Background. There is an increasing number of imported cases of schistosomiasis in Europe, but there are only few studies on the efficacy of praziquantel for the treatment of schistosomiasis in non-endemic settings.

Methods. Patients treated for schistosomiasis in 2003 to 2008 were offered reexamination with serology, eosinophil count, IgE, microscopy of 24 h urine samples and/or rectal biopsies >3 months after treatment. All patients had been treated with at least one dose of praziquantel 40 to 60 mg/kg >12 weeks after exposure and had not been reexposed to schistosomiasis after treatment.

Results. Twenty-eight traveler (15 tourists and 13 expatriates) and two immigrants were reexamined after treatment. Viable ova were detected in six traveler (20%). Ova were found in 5/23 (22%) rectal biopsies and in 2/12 (17%) urine samples. Treatment failure was suspected in a symptomatic patient who 2 years after treatment had eightfold rise in antibody titer and elevated IgE but no detectable ova in urine or rectal biopsies. Additional 13 patients had one or more parameters, which could indicate persistent infection.

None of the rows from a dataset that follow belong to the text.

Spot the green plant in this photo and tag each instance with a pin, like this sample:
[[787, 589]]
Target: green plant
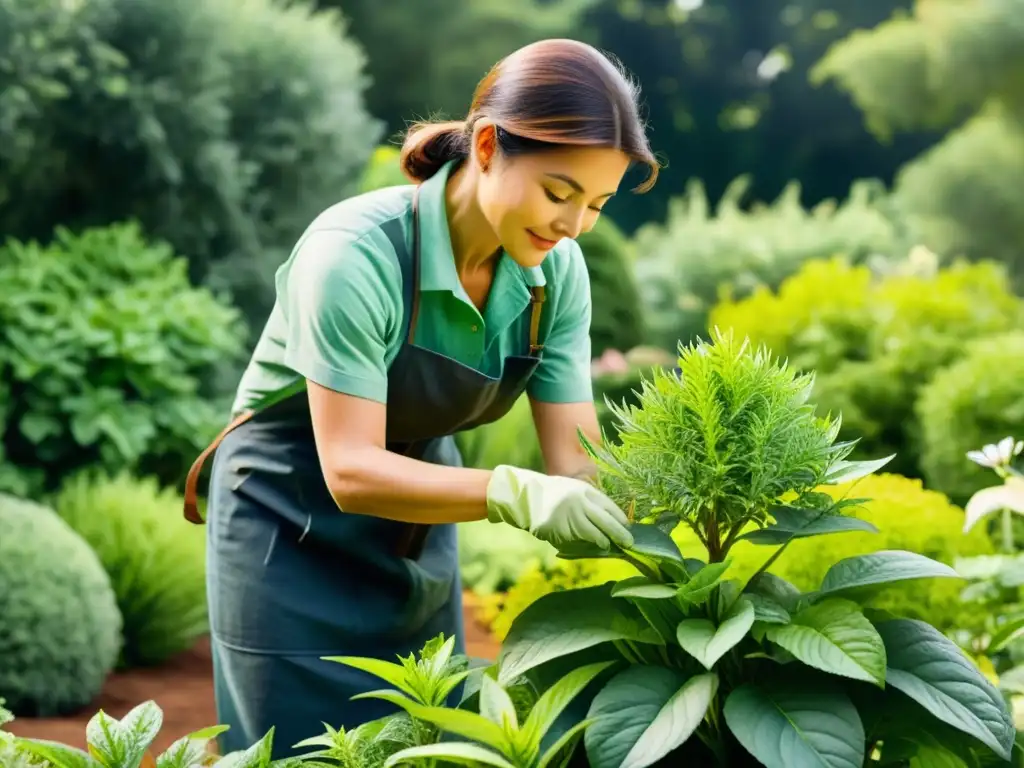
[[11, 754], [157, 565], [105, 353], [59, 624], [686, 263], [876, 341], [719, 671], [222, 126], [975, 400]]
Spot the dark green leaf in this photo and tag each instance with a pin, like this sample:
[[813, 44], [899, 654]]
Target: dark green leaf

There were no significant differences in eosinophil count, IgE or, change in antibody titer between patients with versus without detectable ova after treatment.

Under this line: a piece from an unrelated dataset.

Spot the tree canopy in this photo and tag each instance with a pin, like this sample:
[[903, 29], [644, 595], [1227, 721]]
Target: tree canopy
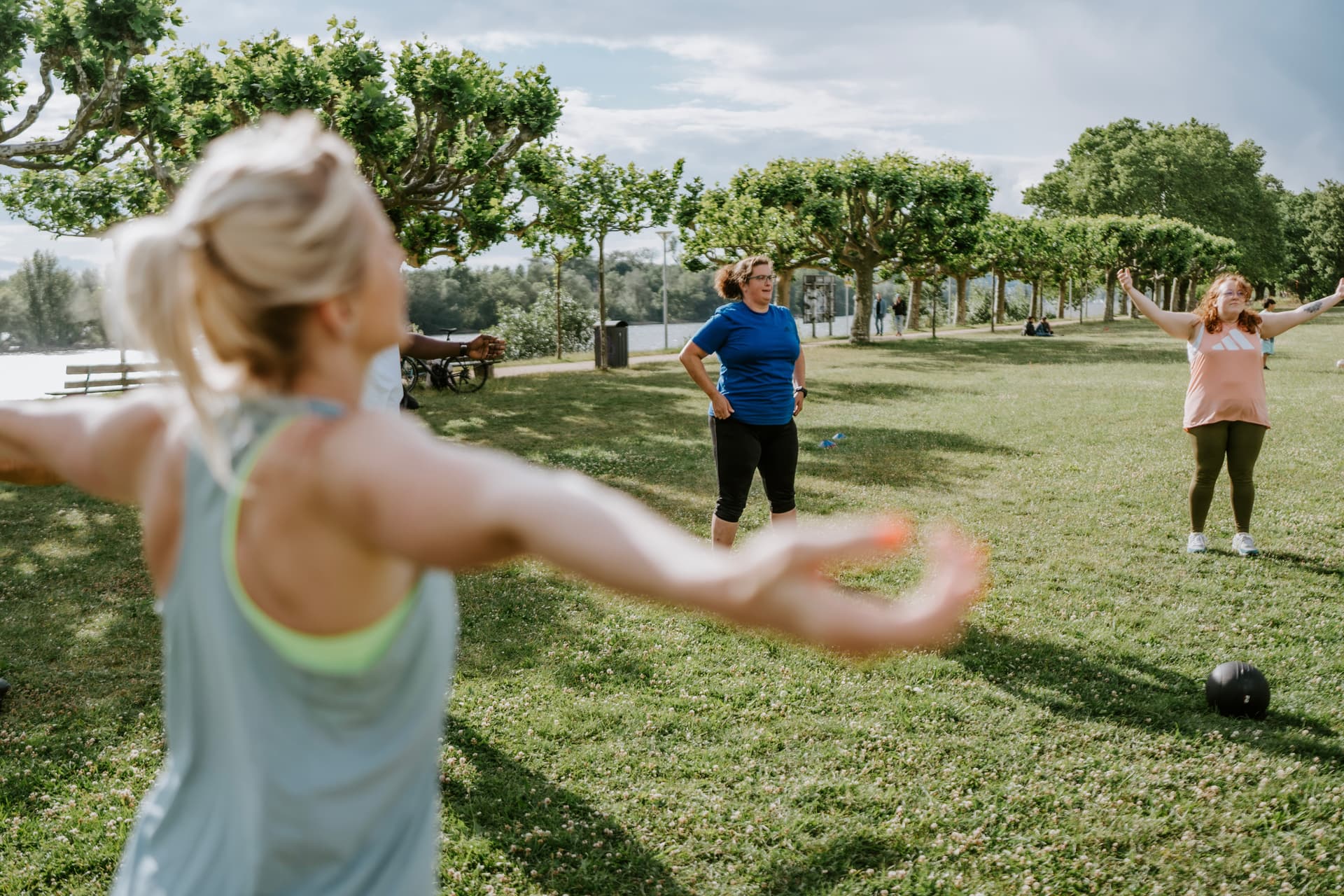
[[436, 133], [86, 51]]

Conclusions. In traveler with a low parasite burden, assessment of treatment results can be difficult because of the low sensitivity of microscopy and persistence of antibodies for several years after treatment. We found a high rate of treatment failure among traveler, indicating that nonimmune patients may need more than the recommended single day of treatment for eradication of parasites. Until more sensitive and specific methods for detection of persistent, active infection are available, repeated treatment should be considered in patients with continuous symptoms or other indications of treatment failure even when viable ova cannot be detected by microscopy.